Children’s spines grow as they do, and while the spine is naturally curved from front to back, some children will develop a sideways curve, a condition known as scoliosis.
This spine disorder is most often diagnosed in adolescents, and a majority are identified as having adolescent idiopathic scoliosis, which means no known cause. Other types of scoliosis are congenital, which is present at birth, or neuromuscular, which is associated with neurological or muscular diseases such as cerebral palsy and muscular dystrophy.
Ryan P Farmer, MD, orthopedic surgeon with Our Lady of Lourdes Women’s & Children’s Hospital, shares what parents need to know about scoliosis.
How Common Is Scoliosis?
Scoliosis affects around 2-3 percent of the population. The primary age of onset is 10-15 years old, with mild curves affecting boys and girls equally, according to the National Scoliosis Foundation. Girls are eight times more likely to progress to a curve size requiring treatment.
What Causes Scoliosis?
Most cases of scoliosis have no known cause, and currently there is no way to prevent it. Though bad posture and heavy backpacks can be associated with other spine and back conditions, they do not cause scoliosis.

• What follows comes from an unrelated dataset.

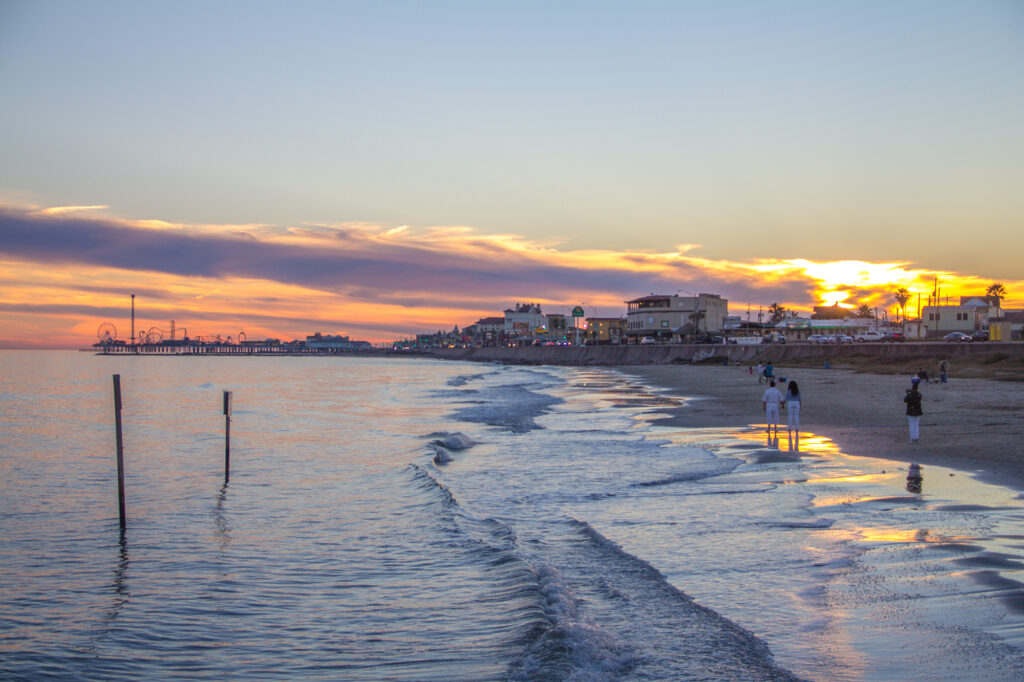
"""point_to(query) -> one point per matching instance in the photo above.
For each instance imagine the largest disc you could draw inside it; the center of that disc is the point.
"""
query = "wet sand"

Scoliosis does tend to run in families, but many cases are very mild and may have gone unnoticed in other family members. It is also possible for a child to be the first in the family to develop scoliosis.

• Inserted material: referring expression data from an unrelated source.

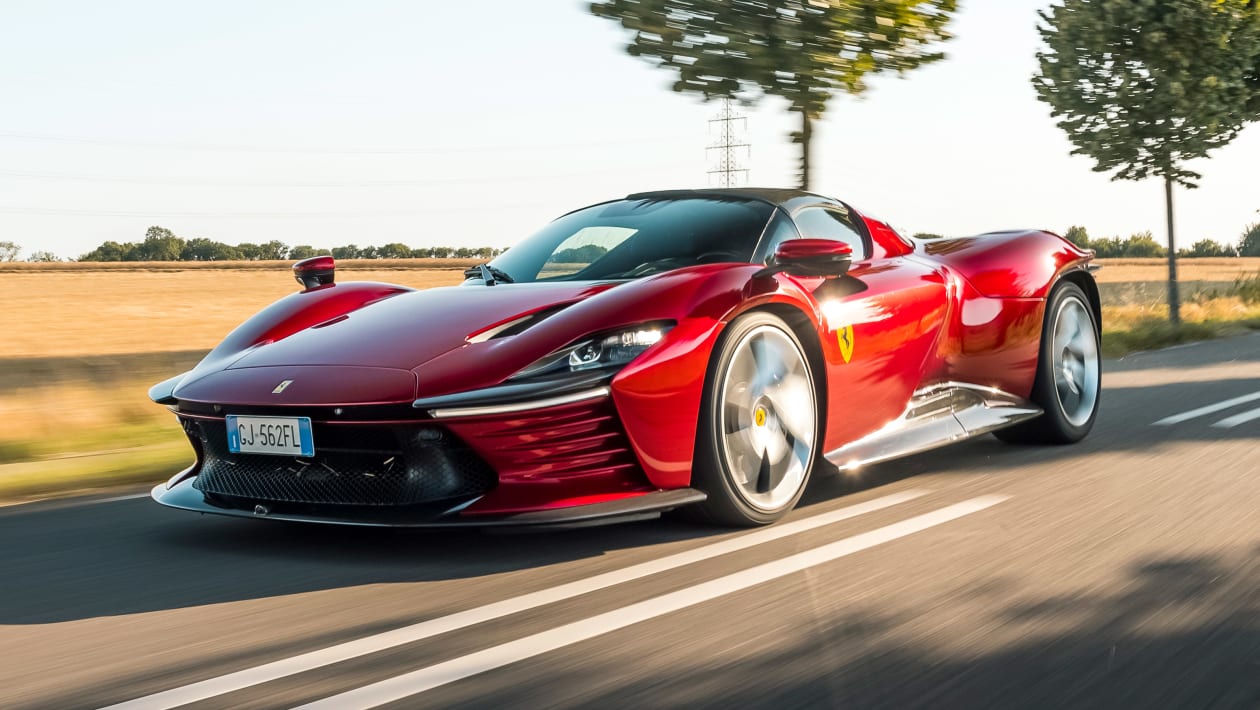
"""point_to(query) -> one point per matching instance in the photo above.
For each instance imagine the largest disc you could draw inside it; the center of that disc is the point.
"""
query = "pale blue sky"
(475, 122)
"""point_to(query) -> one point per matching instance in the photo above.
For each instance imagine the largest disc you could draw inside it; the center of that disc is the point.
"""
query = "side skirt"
(938, 415)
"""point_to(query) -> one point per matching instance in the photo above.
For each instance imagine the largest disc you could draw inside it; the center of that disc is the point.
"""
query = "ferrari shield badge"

Early Diagnosis and Treatments
Scoliosis is often treatable when diagnosed early enough. The diagnosis is usually confirmed by a thorough physical exam and full spine X-ray. The degree of the spinal curvature is then measured on the radiograph with higher degrees indicating more severe deformity.

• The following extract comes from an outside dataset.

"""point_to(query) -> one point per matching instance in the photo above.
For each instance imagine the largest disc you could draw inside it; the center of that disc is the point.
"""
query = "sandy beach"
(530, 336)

Many patients don’t require treatment other than monitoring and observation. About 0.3 percent of patients diagnosed with scoliosis will require treatment with about 10 percent of those patients actually requiring surgery.
When children are still growing, an external torso brace may be used to prevent scoliosis from becoming worse. Brace treatment should not limit the child’s activities.
The two primary goals of scoliosis surgery in children are to stop the curve from progressing and to diminish spinal deformity. Spinal fusion is a type of surgery that stops the curve from progressing but limits motion.
Our Lady of the Lake Children’s Hospital was the first location in Louisiana to perform a new spinal surgery treatment for adolescent idiopathic scoliosis. Called the ApiFix procedure, the surgery is a less invasive, motion-preserving option for achieving spinal curve correction in select patients.
The strength of Our Lady of the Lake Children’s Health network enabled this groundbreaking surgery to come to Louisiana. Baton Rouge-based pediatric orthopedic surgeon John Faust, MD led the team that included surgeons Dr. Farmer, who primarily practices at Our Lady of Lourdes Women’s & Children’s Hospital in Lafayette, and Baton Rouge-based Brad Culotta, MD. These pediatric orthopedic surgeons from Our Lady of the Lake Children’s Health collaborated on this successful surgery, and the patient is thriving.